Engineering galectin-glycan interactions for immunotherapy and immunomodulation

Abstract

Galectins, a 15-member family of soluble carbohydrate-binding proteins, are receiving increasing interest as therapeutic targets for immunotherapy and immunomodulation due to their role as extracellular signals that regulate innate and adaptive immune cell phenotype and function. However, different galectins can have redundant, synergistic, or antagonistic signaling activity in normal immunological responses, such as resolution of inflammation and induction of antigen-specific tolerance. In addition, certain galectins can be hijacked to promote progression of immunopathologies, such as tumor immune privilege, metastasis, and viral infection, while others can inhibit these processes. Thus, eliciting a desired immunological outcome will likely necessitate therapeutics that can precisely enhance or inhibit particular galectin-glycan interactions. Multivalency is an important determinant of the affinity and specificity of natural galectin-glycan interactions, and is emerging as a key design element for therapeutics that can effectively manipulate galectin bioactivity. This minireview surveys current molecular and biomaterial engineering approaches to create therapeutics that can stabilize galectin multivalency or recapitulate natural glycan multivalency (i.e. "the glycocluster effect"). In particular, we highlight examples of using natural and engineered multivalent galectins for immunosuppression and immune tolerance, with a particular emphasis on treating autoimmune diseases or avoiding transplant rejection. In addition, we present examples of multivalent inhibitors of galectin-glycan interactions to maintain or restore T-cell function, with a particular emphasis on promoting antitumor immunity. Finally, we discuss emerging opportunities to further engineer galectin-glycan interactions for immunotherapy and immunomodulation.

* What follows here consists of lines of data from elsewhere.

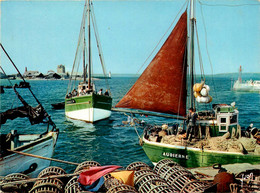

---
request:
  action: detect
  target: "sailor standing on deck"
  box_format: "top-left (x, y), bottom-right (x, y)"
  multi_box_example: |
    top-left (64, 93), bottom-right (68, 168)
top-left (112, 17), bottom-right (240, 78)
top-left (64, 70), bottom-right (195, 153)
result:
top-left (184, 108), bottom-right (198, 141)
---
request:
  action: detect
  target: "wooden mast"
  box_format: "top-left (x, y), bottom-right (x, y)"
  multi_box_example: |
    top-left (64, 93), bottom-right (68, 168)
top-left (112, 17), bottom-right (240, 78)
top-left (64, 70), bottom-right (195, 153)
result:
top-left (189, 0), bottom-right (195, 108)
top-left (83, 36), bottom-right (86, 84)
top-left (87, 0), bottom-right (92, 89)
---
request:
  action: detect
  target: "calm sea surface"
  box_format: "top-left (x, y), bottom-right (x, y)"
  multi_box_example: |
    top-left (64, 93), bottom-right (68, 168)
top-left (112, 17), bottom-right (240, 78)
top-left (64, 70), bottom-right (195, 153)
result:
top-left (0, 74), bottom-right (260, 173)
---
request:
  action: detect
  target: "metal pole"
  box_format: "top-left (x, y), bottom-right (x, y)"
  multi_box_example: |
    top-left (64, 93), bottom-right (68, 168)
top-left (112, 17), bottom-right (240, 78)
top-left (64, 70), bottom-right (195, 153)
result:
top-left (190, 0), bottom-right (195, 108)
top-left (87, 0), bottom-right (92, 89)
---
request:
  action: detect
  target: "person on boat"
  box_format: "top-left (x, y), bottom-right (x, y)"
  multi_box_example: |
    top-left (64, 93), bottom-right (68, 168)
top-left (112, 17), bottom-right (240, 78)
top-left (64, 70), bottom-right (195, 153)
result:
top-left (66, 93), bottom-right (72, 98)
top-left (104, 90), bottom-right (109, 96)
top-left (72, 89), bottom-right (78, 96)
top-left (98, 88), bottom-right (103, 95)
top-left (79, 88), bottom-right (86, 96)
top-left (184, 108), bottom-right (198, 141)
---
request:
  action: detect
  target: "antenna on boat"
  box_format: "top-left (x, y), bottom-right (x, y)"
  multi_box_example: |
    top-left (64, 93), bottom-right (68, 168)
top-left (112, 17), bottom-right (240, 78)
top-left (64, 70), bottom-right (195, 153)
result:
top-left (238, 65), bottom-right (242, 83)
top-left (189, 0), bottom-right (196, 108)
top-left (87, 0), bottom-right (92, 89)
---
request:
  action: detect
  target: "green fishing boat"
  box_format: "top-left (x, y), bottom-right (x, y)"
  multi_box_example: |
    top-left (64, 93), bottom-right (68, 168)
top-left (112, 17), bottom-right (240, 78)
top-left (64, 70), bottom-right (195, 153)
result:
top-left (115, 0), bottom-right (260, 168)
top-left (65, 0), bottom-right (112, 123)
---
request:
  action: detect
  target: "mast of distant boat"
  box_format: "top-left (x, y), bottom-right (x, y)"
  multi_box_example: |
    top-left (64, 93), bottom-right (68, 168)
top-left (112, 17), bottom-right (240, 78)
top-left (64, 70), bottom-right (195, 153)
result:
top-left (189, 0), bottom-right (195, 108)
top-left (238, 65), bottom-right (242, 83)
top-left (87, 0), bottom-right (91, 89)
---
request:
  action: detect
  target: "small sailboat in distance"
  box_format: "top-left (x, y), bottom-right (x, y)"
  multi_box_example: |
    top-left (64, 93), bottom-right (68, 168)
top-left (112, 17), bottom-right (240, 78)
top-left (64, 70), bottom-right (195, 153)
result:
top-left (65, 0), bottom-right (112, 123)
top-left (233, 66), bottom-right (260, 92)
top-left (114, 0), bottom-right (260, 168)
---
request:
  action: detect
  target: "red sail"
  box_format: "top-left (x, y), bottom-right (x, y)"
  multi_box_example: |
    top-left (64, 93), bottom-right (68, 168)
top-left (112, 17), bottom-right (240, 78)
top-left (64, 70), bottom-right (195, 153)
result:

Keywords: Biomaterial; bionanoscience; engineering; glycan; immunobiology; immunology.

Figure 1

Classification of galectins by structure and an overview of their modulation of immune cell function. (A color version of this figure is available in the online journal.)

Figure 2

Schematic overview of therapeutic approaches to harness galectin–glycan interactions to suppress T-cell function (left) or inhibit galectin–glycan interactions to restore T-cell function (right). (A color version of this figure is available in the online journal.)

Figure 3

A stable dimeric variant of galectin-1 based on an Fc fusion protein. (a) The dimeric and monomeric states of the Gal-1hFc fusion protein. (b) Binding of Gal1-hFc to HL-60 cells. (c) Gal-1hFc induced apoptosis of Th1 and Th17, but not Th2 effector T cell subsets in a carbohydrate-dependent manner, similar to wild-type galectin-1. (d-e) In a murine skin hypersensitivity model, Gal-1hFc delivery (d) significantly decreased mononuclear and granulocytic infiltrates and (e) suppressed changes in ear thickness resulting from inflammation. Adapted from Cedeno-Laurent et al. (A color version of this figure is available in the online journal.)

Figure 4

Self-assembled glycopeptide nanofibers as inhibitors of galectin-1. (a) Galectin-1 binding nanofibers fabricated via self-assembly of the glycopeptide, GlcNAc-Q11, and its non-glycosylated analog, followed by conversion of nanofibrillar GlcNAc to LacNAc via a glycosyltransferase enzyme. (b,c) Data demonstrating that LacNAc-Q11 nanofibers have higher affinity for galectin-1 than galectin-3, and that LacNAc-Q11 nanofibers have higher affinity for galectins than GlcNAc-Q11 nanofibers. (d) LacNAc-Q11 nanofibers inhibited Jurkat T cell agglutination via galectin-1, an early marker of apoptosis. (e) LacNAc-Q11 nanofibers inhibited apoptosis of Jurkat T cells via galectin-1, but failed to inhibit galectin-3, likely due to observed differences in nanofiber-galectin binding affinity (b,c). Adapted from Restuccia et al. (A color version of this figure is available in the online journal.)